Brad: We should structure the ideal team structure for the patient, whether the hackathon should be involved or not. We should provide the wisdom to the patient to guide them when they are in territory where they have no map.
Peggy Zuckerman: Patients need someone to speak to doctors on the patient’s behalf, both the medical side and the emotional side.
Will: There is a need for medical guidance, a roadmap of things to think about, and someone to manage relations with all of the people on the medical side. It is an educational challenge, maybe a video or videos.
Brad: I have a manual from Cancer101.org, which provides basic education when people are diagnosed. Grace is right that people need access to deeper knowledge too when they have more complex decisions to make. The NCCN guidelines are good for educating people about the standard of care, and for clinical trials.

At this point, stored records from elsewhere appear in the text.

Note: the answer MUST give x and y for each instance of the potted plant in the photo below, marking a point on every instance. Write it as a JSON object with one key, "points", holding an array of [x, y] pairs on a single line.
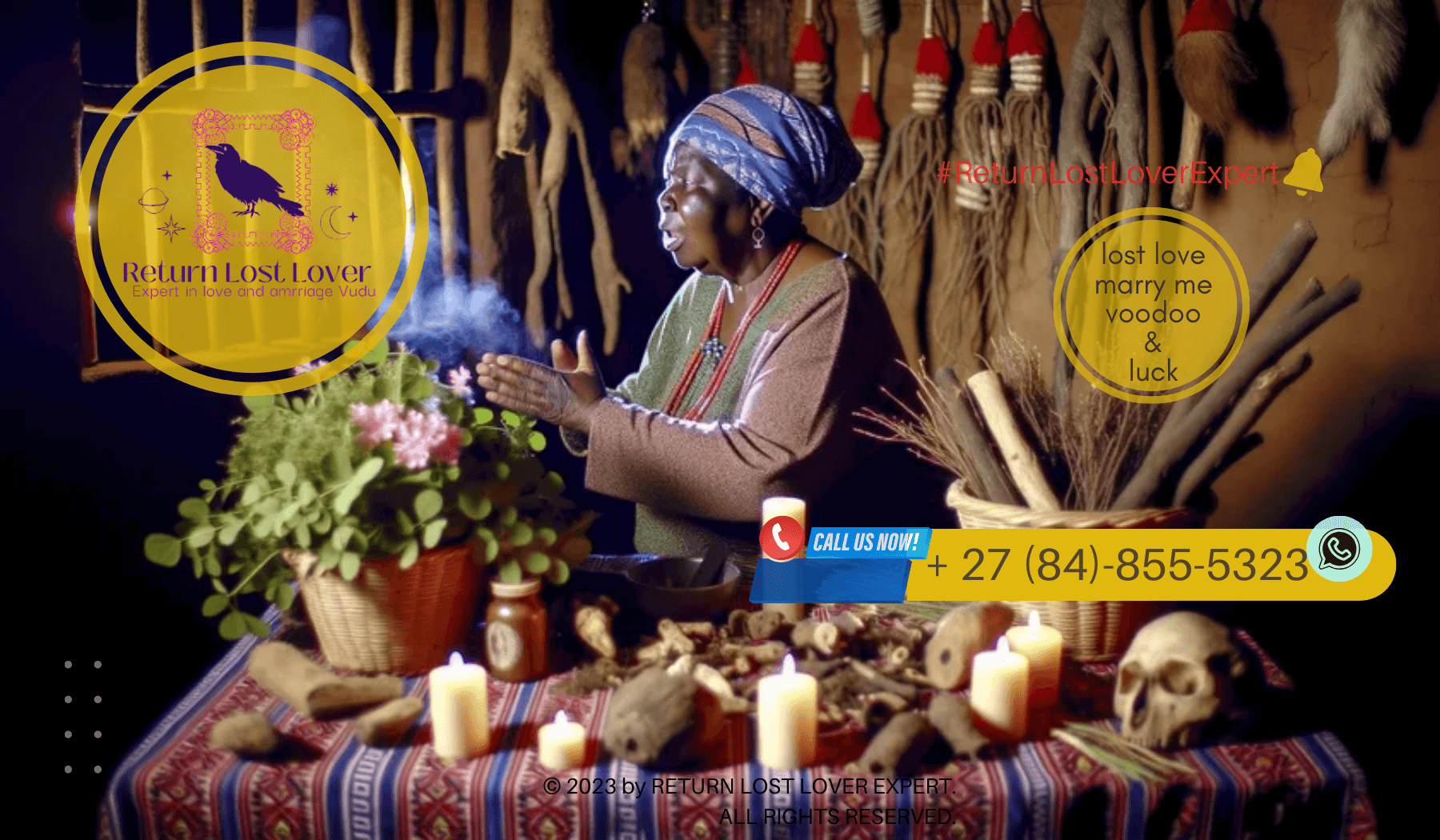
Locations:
{"points": [[385, 494]]}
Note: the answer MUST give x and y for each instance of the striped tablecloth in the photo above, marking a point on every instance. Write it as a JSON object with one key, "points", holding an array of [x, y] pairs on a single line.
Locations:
{"points": [[172, 784]]}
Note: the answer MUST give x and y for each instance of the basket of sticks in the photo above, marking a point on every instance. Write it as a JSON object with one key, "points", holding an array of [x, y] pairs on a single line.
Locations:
{"points": [[1026, 453]]}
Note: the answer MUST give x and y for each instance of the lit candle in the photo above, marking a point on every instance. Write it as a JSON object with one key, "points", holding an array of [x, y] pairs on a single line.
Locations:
{"points": [[1000, 683], [460, 710], [785, 718], [795, 509], [1042, 647], [562, 744]]}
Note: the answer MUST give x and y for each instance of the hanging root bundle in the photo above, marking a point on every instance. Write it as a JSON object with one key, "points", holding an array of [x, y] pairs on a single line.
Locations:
{"points": [[766, 41], [725, 58], [811, 65], [1106, 453], [909, 189], [850, 224], [979, 225], [1210, 64], [642, 82], [1027, 114], [871, 18], [533, 72], [1190, 447], [1371, 38], [1108, 26]]}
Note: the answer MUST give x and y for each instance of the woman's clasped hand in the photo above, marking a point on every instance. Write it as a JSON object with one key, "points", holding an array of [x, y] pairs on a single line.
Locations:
{"points": [[562, 395]]}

We need to stand on the shoulders of these good education materials. Personalization makes the needed information very specific very fast. Every cancer has different biomarkers and tests. For example, Bryce Olson needed a PSMA-PET scan, which is specific to prostate cancer. Making anything that is both generalized and specific is complicated and a paradox. How do we create a health learning system?
Sophia Cornew: In the future we should consider partnering with Triage Cancer, a law firm that specializes in the legal issues around cancer care; everything from insurance filling to disability to consent management. Joanna Morales is a terrific lawyer based in DC, and this is her non-profit.
Brad: I’ve been waiting for someone to come forward to help us address the breakdowns we have experienced in having the right patient-friendly consents in place.
Peggy: They have put up a lot of resources that we can all look at.